Here, we see that the codon usage patterns of Fels-2 and its host are quite similar. The differences are easily accounted for by the fact that Fels-2 has only 47 protein-coding genes, and the amino acid composition of those genes is probably different enough from "average" host genes to sway the usage stats to the degree shown here. Nevertheless, codon usage patterns aren't sufficient to tell us where Fels-2 genes came from originally. That's still an open question. Like the Martians in War of the Worlds, Fels-2 genes probably came from "somewhere else."

Robbie: "What, you mean, like Europe?"

Tom Cruise character: "No, Robbie. Not like Europe."


  1. Anonymous5:27 AM

    why did you choose to break a non-coding gene (tRNA) into codons? In any case given the lability of a phage nucleotide sequence probably drifts too quickly for a phylogenetic analysis or at least you'd want to show that it wouldn't, perhaps by showing that protein sequence doesn't drift as quickly (in phage it might).

    1. I did not break a noncoding tRNA into codons. The above codon usage stats are whole-genome.

  2. Finding the best Help with Medical Assignment is not easy unless one is keen to establish a professional medical assignment help & medical homework help online.

  3. Those ESL assignment writing services have an advantage of hiring the best English language coursework writing service company that is familiar with ESL assignment help services for their English Language Writing Services.

  4. Finding the best history coursework writing services and History Essay Writing Services is not easy unless one is keen to establish a reliable history assignment writing service provider & history research paper writing service.

  5. Reciprocal determinism case study: In this reciprocal determinism case study you will learn about the reciprocal determinism theory which describes the various factors which can influence a person’s decision making process.

  6. Essay help services will help to get remarkable writing of professional academic writers in just a few steps.

  7. Perdisco is one of the most important subjects for any commerce students. Perdisco is very complex as well as hard to understand and also it is very time-consuming. Without the use of the proper method, the answers will be wrong, and also students won’t be able to get good marks in their assignments. This is the reason why many students tend to skip this subject as it is hard. To make things easier for students we at Assignment Help provide online assignment help to students in Perdisco under our Perdisco Assignment Help. To know more about us visit our website.

  8. This post is really very effective. That’s what I’m exactly looking for is always very great and supportive. By giving value to the money they provide a high-quality assignment at low rates without negotiating the quality of content.

  9. This content is very helpful and the Legitimate Essay Writing is the best platform for completing assignments. This online portal is very effective and provides quality reports at low prices. This is the place where experts mainly focus on the content quality rather than just providing the paraphrased content with quantity.
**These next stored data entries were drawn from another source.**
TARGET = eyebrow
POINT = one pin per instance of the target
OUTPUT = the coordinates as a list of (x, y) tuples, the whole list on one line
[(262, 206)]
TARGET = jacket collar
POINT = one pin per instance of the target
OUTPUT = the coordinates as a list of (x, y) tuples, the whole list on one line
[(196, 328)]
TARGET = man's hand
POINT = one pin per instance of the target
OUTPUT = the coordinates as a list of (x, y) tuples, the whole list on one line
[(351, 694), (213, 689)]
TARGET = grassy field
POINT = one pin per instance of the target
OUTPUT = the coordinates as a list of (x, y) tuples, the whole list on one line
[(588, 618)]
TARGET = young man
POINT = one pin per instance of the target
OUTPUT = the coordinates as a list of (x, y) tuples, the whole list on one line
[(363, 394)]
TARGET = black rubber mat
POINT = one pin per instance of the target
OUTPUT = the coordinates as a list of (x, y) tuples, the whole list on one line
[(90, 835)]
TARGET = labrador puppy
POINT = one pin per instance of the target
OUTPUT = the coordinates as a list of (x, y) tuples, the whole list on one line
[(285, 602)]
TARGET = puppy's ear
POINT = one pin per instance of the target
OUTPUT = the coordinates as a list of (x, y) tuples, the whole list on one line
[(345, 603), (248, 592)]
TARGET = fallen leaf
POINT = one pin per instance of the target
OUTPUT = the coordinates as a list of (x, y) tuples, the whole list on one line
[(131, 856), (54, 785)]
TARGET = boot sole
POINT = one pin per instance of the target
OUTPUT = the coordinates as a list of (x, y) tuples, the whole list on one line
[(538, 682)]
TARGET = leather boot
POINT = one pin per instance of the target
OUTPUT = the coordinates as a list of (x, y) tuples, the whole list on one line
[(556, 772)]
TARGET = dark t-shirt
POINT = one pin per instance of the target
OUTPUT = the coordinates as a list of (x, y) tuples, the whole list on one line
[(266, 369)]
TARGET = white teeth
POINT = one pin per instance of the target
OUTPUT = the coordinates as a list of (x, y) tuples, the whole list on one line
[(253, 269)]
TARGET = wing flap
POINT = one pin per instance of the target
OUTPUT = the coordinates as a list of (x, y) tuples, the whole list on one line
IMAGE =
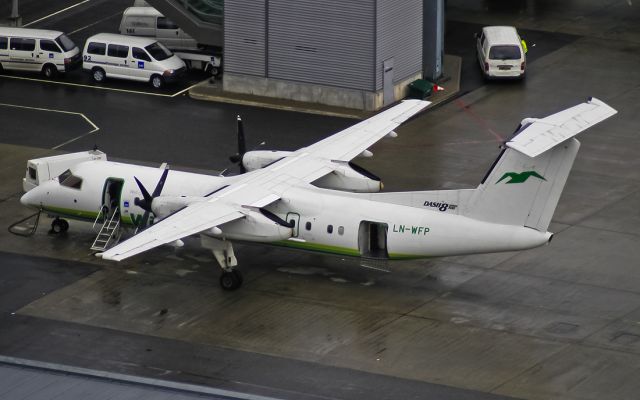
[(347, 144), (193, 219), (545, 133)]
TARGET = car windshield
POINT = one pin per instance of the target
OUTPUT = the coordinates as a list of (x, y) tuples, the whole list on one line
[(158, 51), (66, 43), (504, 53)]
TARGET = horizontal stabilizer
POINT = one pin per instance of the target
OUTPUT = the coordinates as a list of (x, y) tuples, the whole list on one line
[(543, 134)]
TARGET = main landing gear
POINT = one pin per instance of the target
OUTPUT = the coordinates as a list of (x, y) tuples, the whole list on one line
[(59, 225), (231, 278)]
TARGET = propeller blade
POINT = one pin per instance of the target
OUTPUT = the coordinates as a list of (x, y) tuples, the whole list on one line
[(145, 202), (144, 221), (242, 146), (160, 185)]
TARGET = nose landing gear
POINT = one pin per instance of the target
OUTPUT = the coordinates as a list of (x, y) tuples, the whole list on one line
[(231, 278), (59, 225)]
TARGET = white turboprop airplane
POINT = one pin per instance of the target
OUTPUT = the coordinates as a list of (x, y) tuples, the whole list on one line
[(316, 199)]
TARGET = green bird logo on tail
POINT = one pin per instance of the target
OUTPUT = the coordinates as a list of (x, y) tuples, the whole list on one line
[(520, 177)]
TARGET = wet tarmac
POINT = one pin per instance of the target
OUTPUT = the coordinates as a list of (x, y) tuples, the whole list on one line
[(561, 321)]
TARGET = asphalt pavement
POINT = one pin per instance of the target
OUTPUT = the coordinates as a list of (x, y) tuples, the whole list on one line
[(556, 322)]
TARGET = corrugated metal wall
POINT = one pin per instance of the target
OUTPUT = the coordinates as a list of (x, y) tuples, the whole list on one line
[(244, 37), (399, 33), (328, 42)]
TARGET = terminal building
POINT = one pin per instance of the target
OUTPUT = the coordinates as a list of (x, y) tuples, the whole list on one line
[(359, 54)]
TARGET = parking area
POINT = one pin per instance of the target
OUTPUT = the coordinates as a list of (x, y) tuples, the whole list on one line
[(560, 321)]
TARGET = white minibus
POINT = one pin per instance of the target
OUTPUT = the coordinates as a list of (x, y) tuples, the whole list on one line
[(500, 52), (109, 55), (39, 50)]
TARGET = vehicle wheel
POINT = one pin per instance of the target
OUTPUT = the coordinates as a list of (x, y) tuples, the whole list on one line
[(98, 74), (231, 280), (49, 71), (157, 81), (59, 225)]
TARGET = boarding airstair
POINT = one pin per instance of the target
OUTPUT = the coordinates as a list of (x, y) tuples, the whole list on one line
[(109, 234)]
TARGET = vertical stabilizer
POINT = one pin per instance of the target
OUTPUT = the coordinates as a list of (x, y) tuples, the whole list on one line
[(524, 185), (524, 191)]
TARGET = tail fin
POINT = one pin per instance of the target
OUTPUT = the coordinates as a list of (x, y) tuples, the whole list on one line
[(525, 183)]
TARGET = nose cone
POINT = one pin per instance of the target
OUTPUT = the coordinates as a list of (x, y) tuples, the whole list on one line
[(32, 198)]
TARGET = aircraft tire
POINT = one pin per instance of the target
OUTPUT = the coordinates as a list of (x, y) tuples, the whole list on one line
[(59, 226), (231, 280)]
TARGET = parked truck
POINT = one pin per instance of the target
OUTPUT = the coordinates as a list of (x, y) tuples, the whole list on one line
[(149, 22)]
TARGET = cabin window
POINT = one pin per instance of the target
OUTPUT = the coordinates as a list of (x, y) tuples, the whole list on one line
[(140, 54), (49, 45), (97, 48), (116, 50), (66, 43), (22, 44), (165, 23), (69, 180)]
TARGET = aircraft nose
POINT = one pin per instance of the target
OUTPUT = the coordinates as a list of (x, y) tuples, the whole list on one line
[(32, 198)]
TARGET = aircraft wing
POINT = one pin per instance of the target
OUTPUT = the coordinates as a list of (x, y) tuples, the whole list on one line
[(192, 219), (544, 133), (347, 144), (262, 187)]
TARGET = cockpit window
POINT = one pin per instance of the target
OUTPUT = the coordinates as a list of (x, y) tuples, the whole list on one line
[(69, 180)]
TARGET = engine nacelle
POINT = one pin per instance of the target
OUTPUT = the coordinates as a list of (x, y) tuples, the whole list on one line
[(255, 227), (164, 206), (257, 159), (350, 177)]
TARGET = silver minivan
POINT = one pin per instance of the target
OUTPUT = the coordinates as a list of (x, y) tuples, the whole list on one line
[(39, 50), (108, 55), (500, 52)]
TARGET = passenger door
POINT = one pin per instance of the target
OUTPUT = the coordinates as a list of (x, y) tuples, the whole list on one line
[(22, 54), (140, 63), (119, 60), (49, 52)]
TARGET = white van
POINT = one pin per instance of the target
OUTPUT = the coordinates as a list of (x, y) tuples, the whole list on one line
[(500, 52), (149, 22), (109, 55), (39, 50)]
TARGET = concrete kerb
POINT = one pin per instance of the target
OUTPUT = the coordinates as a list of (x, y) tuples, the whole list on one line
[(158, 383), (212, 91)]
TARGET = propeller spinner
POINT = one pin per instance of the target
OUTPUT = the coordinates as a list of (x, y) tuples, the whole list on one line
[(147, 200)]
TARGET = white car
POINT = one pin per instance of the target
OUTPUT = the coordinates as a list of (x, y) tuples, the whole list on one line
[(501, 53), (142, 59), (39, 50)]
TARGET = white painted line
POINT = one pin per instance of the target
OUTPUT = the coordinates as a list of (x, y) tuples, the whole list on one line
[(95, 23), (98, 87), (86, 86), (184, 90), (55, 13), (94, 130)]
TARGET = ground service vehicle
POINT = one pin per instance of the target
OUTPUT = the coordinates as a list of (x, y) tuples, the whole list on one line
[(39, 50), (149, 22), (500, 52), (128, 57)]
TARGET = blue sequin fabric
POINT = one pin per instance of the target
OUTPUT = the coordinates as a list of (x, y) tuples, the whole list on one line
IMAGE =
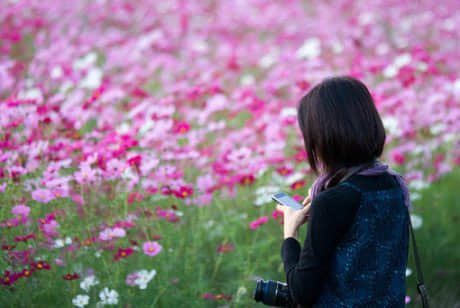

  10. The chemistry assignment help experts provide an in-depth explanation on the topics while making the assignment. Chemistry assignment help

  11. If any subject has an equal number of fans and haters, it should be hands down, the subject of Mathematics. In whichever category you may fall, you may be a fan or a hater, there may be times when you would need math homework help. In such a situation a wise student would get in touch with the experts at Help in Homework and get all their Math homework done in a jiffy and at the best market price. So, you decide do you want o be one of the wiser students? If yes, then connect with our talented experts now.


Add a comment. Registration required because trolls.